January 25, 2006

Towards Variation Resilient Architectures

Pol Marchal, IMEC (Interuniversity MicroElectronics Center), Leuven, Belgium

Abstract: As electronics is becoming more mature, the technology development gets increasingly more complex and expensive. Whereas up to 2000 "scaling as usual" delivered extra performance, power and cost savings, it is unlikely that performance gains and power savings can be achieved in the future technology generations. Probably the greatest challenge caused by the nano-level scaling is the increase in the intra-die variability of the threshold voltage, drive and leakage current as they become dependent on the statistical distribution of parameters such as physical gate length and dopant concentration. The variability significantly impacts the circuit operation: the overdrive (Vdd-Vt) becomes very unpredictable even for neighboring identically sized transistors. As a result, the gate delay becomes a stochastic variable. This jeopardizes timing closure techniques. In SRAMs, device mismatch prevents Vdd scaling below 0.8V during read/write operation for yield and noise margin reasons, especially for bulk CMOS. These process variations increase relatively with scaling in the nanometric regime, with a rapid degradation of circuit-limited yield as a corollary. Platform architects will have to come up with new methods to design reliable electronic systems with uncertain components, and worst-case design must be avoided. One way to do this is by providing feedback controllers that minimize the impact of variability of the individual system components. In this presentation, we present IMEC's efforts in realizing such an architecture resilient against process variations.

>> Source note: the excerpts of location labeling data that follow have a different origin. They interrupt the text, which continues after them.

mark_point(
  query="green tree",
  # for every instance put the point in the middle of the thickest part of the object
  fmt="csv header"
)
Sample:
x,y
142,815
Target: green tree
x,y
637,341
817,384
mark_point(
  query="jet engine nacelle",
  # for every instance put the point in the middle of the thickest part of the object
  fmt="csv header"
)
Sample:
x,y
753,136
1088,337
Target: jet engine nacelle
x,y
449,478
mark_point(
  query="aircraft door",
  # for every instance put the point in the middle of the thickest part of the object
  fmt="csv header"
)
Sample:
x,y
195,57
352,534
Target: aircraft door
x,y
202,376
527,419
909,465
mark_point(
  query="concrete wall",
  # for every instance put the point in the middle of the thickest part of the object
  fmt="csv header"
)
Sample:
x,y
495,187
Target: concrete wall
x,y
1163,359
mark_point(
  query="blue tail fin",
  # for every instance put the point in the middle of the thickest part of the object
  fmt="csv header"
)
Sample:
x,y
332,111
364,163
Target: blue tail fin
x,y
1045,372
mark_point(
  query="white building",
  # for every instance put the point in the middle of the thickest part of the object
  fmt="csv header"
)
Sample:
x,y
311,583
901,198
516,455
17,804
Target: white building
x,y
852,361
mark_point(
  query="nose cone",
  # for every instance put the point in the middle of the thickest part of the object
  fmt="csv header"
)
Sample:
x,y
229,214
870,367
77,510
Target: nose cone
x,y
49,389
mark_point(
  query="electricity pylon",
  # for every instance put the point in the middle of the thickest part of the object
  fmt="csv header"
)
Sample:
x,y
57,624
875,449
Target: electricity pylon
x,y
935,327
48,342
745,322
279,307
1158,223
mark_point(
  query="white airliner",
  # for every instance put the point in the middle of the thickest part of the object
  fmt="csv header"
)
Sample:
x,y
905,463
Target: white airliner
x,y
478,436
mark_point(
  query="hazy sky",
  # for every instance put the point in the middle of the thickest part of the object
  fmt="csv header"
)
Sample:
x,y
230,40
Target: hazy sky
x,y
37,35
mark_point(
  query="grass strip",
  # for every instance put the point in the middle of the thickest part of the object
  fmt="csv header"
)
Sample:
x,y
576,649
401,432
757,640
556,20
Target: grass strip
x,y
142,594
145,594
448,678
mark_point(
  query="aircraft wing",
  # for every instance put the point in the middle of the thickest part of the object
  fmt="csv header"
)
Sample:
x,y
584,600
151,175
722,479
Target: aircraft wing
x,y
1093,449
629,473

About the speaker: Pol Marchal received the engineering degree and Ph.D. in electrical engineering from the Katholieke Universiteit Leuven, Belgium in 1999 and 2005 respectively. He currently holds a position as senior researcher at IMEC, Leuven.

Dr. Marchal's research interests are in all aspects of design of digital systems, with special emphasis on technology-aware design techniques for low-power systems.